The Justice Department's latest antisemitism suit is only one front in a widening civil-rights battle over how UCLA handled protests, admissions, and the promises universities made after 2020.

 

Anti-Israel protest, George Washington University, Washington, DC USA. April 25, 2024. (Photo: Ted Eytan)

The latest Justice Department lawsuit against UCLA is not merely another campus-politics story. 

It is not 2024’s argument over slogans, encampments, or whether anti-Zionism is antisemitism. It is a legal warning shot against one of the most prestigious public universities in the country — and it probably is not the end of UCLA’s troubles.

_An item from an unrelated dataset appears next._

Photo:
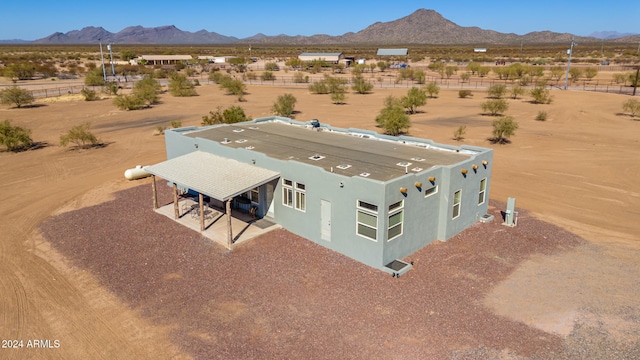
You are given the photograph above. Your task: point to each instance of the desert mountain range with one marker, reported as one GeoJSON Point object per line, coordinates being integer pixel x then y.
{"type": "Point", "coordinates": [423, 27]}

On Tuesday, the Justice Department sued the University of California, alleging that UCLA tolerated a hostile educational environment for Jewish and Israeli students in violation of Title VI of the Civil Rights Act

The complaint says UCLA was “deliberately indifferent” to antisemitic harassment after the Oct. 7 Hamas attacks, including during the April 2024 encampment, where DOJ says Jewish and Israeli students were assaulted, blocked from campus spaces, and denied normal access to educational opportunities.

That phrase — “deliberately indifferent” — is the hinge of the lawsuit. 

The government is not saying merely that ugly things happened at UCLA. Ugly things happen on campuses. Political protests get heated. Students say stupid things. Administrators panic. That is not automatically a federal civil-rights violation.

The allegation here is more serious: that UCLA knew Jewish and Israeli students were being targeted, blocked, threatened, and assaulted — and still failed to act in a meaningful way.

This is why UCLA’s legal problem is bigger than public relations. Universities have spent years telling us that campus climate is a civil-rights issue. They created offices, task forces, trainings, reporting portals, bias-response systems, and entire bureaucracies built around the idea that students have a right to learn without being targeted because of identity. 

Now that same framework is being turned back on them.

And the UCLA case is especially dangerous because this is not the first time these facts have appeared in court. Jewish students and a Jewish professor already sued UCLA over the 2024 encampment. 

In that case, Frankel v. Regents of the University of California, the plaintiffs alleged that UCLA allowed a “Jew Exclusion Zone” on campus, where Jewish students were blocked from certain areas unless they disavowed parts of their religious or ethnic identity connected to Israel. 

UCLA ultimately agreed to a settlement and permanent court order in July 2025, paying more than $6 million and agreeing to changes meant to protect equal access for Jewish students, faculty, and staff.

Prior settlement is not the same thing as admitting liability, but it does create a record. UCLA has already faced serious litigation over the same basic fact pattern. It also means the Justice Department is not walking into an entirely untested legal theory. The question is no longer whether Jewish students can sue universities over exclusion and harassment. They already have, and in several cases, universities have settled.

The case isn’t UCLA’s only civil-rights headache.

Earlier this year, DOJ sued the University of California over a separate alleged hostile work environment involving Jewish and Israeli employees at UCLA. That case is under Title VII, not Title VI, because it concerns employees rather than students. But the basic accusation is similar: UCLA allegedly failed to prevent and correct antisemitic discrimination after October 7, 2023.

Then there is the medical-school problem. 

DOJ has also accused UCLA’s David Geffen School of Medicine of illegal race discrimination in admissions, alleging that UCLA intentionally selected applicants based on race and favored some racial groups over others. 

UCLA disputes that characterization, but this is exactly the kind of case many people should have seen coming after 2020.

Back then, universities rushed to issue statements confessing complicity in “systemic racism.” At the time, those statements were mostly treated as moral gestures. Maybe noble. Definitely fashionable. Often empty.

But empty statements can still become legal artifacts.

If a university says it is committed to “racial equity,” then creates admissions roadmaps, hiring goals, diversity rubrics, or “anti-racist” review processes, plaintiffs are going to ask the obvious question: did this remain a vague aspiration, or did it become race-based decision-making?

That is where UCLA may have a much broader exposure. 

The antisemitism cases and the admissions cases are not the same legally, but they do rhyme politically and institutionally. In both contexts, the university is being accused of applying civil-rights principles selectively. In one case, critics say UCLA failed to protect Jewish and Israeli students from discrimination. In the other, critics say UCLA used racial preferences while claiming to pursue equity.

UCLA says it has not been passive. Chancellor Julio Frenk has pointed to new safety leadership, a reorganized civil-rights office, a Title VI officer, and strengthened policies.

That may help UCLA going forward. Courts do care whether institutions respond. But the problem for UCLA is that reform after a disaster does not erase the disaster.

The real legal question is not whether UCLA now has better policies. It is whether UCLA violated federal civil-rights law when students and employees needed protection most.

That is why this latest DOJ lawsuit is unlikely to be the end of UCLA’s legal troubles. It is better understood as part of a larger reckoning. For years, universities built a civil-rights machine and assumed they would control where it pointed.

Now the machine is pointing back at them.